Le gouvernement camerounais a pris une décision stratégique en faveur de Prometal, le premier transformateur d’acier du pays et d’Afrique centrale. Désormais, cette entreprise pourra s’approvisionner en électricité directement auprès de l’Electricity Development Corporation (EDC), l’entité publique gestionnaire des infrastructures hydroélectriques. La signature des contrats définitifs est prévue entre le 8 et le 12 juin 2026, lors de rencontres organisées sous l’égide du Premier ministre à Yaoundé. Une note administrative, datée du 1er juin 2026 et signée par le secrétaire général Séraphin Magloire Fouda, détaille les modalités de cette collaboration.

Prometal rejoint le cercle restreint des industriels raccordés directement aux barrages

Les négociations à venir porteront sur deux aspects majeurs : l’ajustement du tarif préférentiel accordé à Prometal depuis février 2025, et la finalisation des accords juridiques encadrant cette nouvelle relation. Deux documents seront signés : un contrat d’achat d’électricité entre EDC et le sidérurgiste, et un accord de compensation entre EDC et la Société camerounaise d’électricité (Socadel), née de la restructuration d’Eneo. Une fois ces accords en place, Prometal deviendra le deuxième industriel camerounais à bénéficier d’un raccordement direct aux barrages, après la Compagnie camerounaise de l’Aluminium (Alucam).

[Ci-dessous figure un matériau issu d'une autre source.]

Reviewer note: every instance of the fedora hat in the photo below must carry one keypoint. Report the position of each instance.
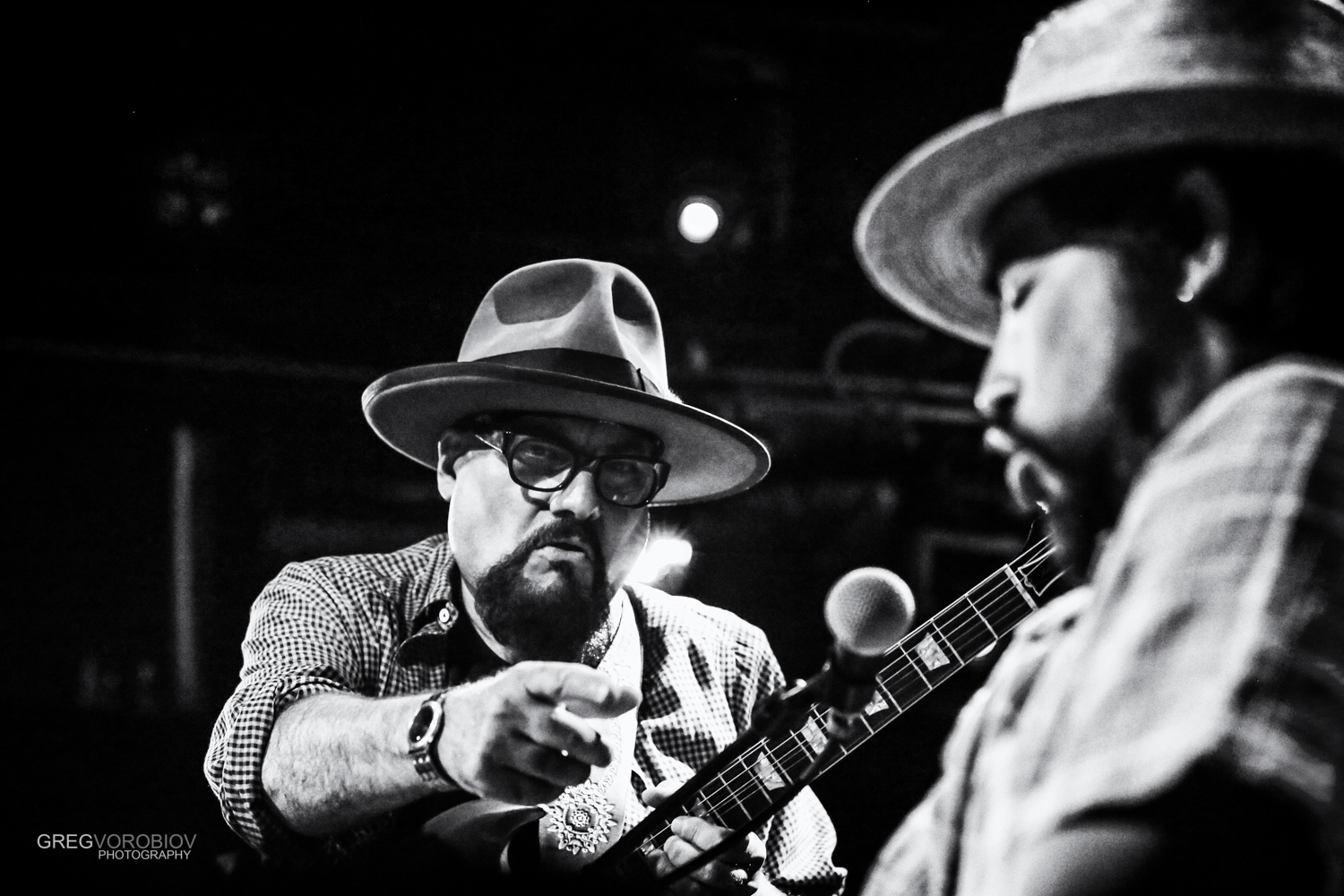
(573, 338)
(1094, 81)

L’expérience d’Alucam, premier consommateur d’électricité du Cameroun avec une demande pouvant atteindre 40 % de la production nationale, a servi de référence. Ce géant de l’aluminium est relié directement au barrage d’Edéa, tout comme celui de Songloulou, désormais géré par Socadel. Prometal, quant à lui, bénéficiera de l’énergie produite par les ouvrages gérés par EDC : le barrage de Lom Pangar, avec sa centrale de 30 MW, et celui de Memve’élé, dont la puissance maximale atteint 211 MW.

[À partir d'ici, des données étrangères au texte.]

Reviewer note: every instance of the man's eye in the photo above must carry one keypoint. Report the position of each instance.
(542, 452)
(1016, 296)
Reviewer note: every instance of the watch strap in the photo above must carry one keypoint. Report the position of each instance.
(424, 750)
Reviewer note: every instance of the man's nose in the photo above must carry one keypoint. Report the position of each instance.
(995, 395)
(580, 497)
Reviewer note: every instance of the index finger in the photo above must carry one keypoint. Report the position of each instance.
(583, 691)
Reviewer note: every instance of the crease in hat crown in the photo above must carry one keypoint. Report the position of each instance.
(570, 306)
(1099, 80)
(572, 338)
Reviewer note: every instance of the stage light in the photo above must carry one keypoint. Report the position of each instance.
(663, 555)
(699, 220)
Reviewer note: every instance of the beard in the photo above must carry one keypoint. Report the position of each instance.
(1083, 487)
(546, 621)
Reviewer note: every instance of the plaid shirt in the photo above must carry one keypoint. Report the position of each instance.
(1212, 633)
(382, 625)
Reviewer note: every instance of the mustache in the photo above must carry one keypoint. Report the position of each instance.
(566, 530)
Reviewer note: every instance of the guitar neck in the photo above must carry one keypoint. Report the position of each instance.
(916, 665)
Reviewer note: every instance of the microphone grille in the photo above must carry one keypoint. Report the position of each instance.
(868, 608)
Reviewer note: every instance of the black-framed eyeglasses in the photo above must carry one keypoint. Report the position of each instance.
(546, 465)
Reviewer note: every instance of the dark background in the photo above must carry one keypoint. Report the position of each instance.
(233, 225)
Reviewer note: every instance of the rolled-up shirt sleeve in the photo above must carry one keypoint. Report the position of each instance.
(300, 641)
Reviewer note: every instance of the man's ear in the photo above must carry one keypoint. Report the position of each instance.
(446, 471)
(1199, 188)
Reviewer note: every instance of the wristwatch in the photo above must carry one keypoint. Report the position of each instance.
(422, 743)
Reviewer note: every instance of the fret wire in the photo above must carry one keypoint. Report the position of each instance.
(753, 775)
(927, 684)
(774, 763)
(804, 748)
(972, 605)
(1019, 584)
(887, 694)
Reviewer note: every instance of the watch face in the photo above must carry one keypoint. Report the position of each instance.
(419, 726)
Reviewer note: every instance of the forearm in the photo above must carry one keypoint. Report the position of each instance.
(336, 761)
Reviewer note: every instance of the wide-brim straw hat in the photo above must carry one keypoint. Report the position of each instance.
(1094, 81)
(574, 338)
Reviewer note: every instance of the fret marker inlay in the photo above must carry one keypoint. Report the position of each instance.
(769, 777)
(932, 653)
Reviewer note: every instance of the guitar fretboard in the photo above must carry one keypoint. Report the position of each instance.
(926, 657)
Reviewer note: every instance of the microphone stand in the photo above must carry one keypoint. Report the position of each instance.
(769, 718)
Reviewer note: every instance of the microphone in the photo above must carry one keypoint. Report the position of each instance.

Une demande énergétique en forte croissance pour Prometal

Cette solution d’approvisionnement direct répond à l’essor industriel du groupe. Avec cinq sites de production dans la zone industrielle de Douala-Bassa — Prometal 1, 2, 3, Profab et Progaz — la consommation électrique du sidérurgiste a triplé en trois ans : 26 MW en 2024, 40 MW en 2025, et une projection à 60 MW en 2026. À horizon 2027, avec la mise en service de Proalu, une nouvelle usine spécialisée dans les tôles et câbles en aluminium, la demande atteindra 90 MW. Pour un acteur de cette envergure, garantir un accès stable et économique à l’électricité est devenu un impératif pour rester compétitif.

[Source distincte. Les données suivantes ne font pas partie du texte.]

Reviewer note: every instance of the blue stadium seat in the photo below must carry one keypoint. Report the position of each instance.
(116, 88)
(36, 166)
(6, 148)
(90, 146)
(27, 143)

Le réseau électrique traditionnel, marqué par des déséquilibres récurrents entre production, transport et distribution, ne pouvait plus supporter cette augmentation sans menacer la continuité des activités industrielles. Le raccordement direct à EDC permet désormais d’éviter ces goulots d’étranglement, avec une tarification basée sur les droits d’eau et non plus sur les coûts de transport.

EDC mise sur Prometal pour relancer ses investissements hydroélectriques

Pour EDC, cette opération représente bien plus qu’un simple contrat : c’est un levier financier essentiel. Son modèle économique repose sur les redevances hydrauliques, dont les recettes financent de nouveaux projets. Cependant, les retards de paiement de Socadel, son principal client, ont mis à mal sa trésorerie. L’arrivée de Prometal, entreprise solvable, permet de rétablir un équilibre budgétaire. Plusieurs chantiers attendent désormais des financements : la centrale de Mbakaou (400 MW), le projet Memve’élé 2, ou encore une centrale solaire de 50 MW envisagée sur le site de Memve’élé.

L’impact financier de Prometal sur le secteur électrique camerounais est significatif. Entre 2016 et 2025, le groupe a versé 42 milliards de FCFA à Eneo (devenu Socadel) et à la Société nationale de transport d’électricité (Sonatrel), soit une moyenne annuelle de 4,2 milliards de FCFA. Le transfert de ces flux vers EDC pourrait redistribuer les rôles entre les acteurs du secteur et accélérer l’optimisation des infrastructures patrimoniales.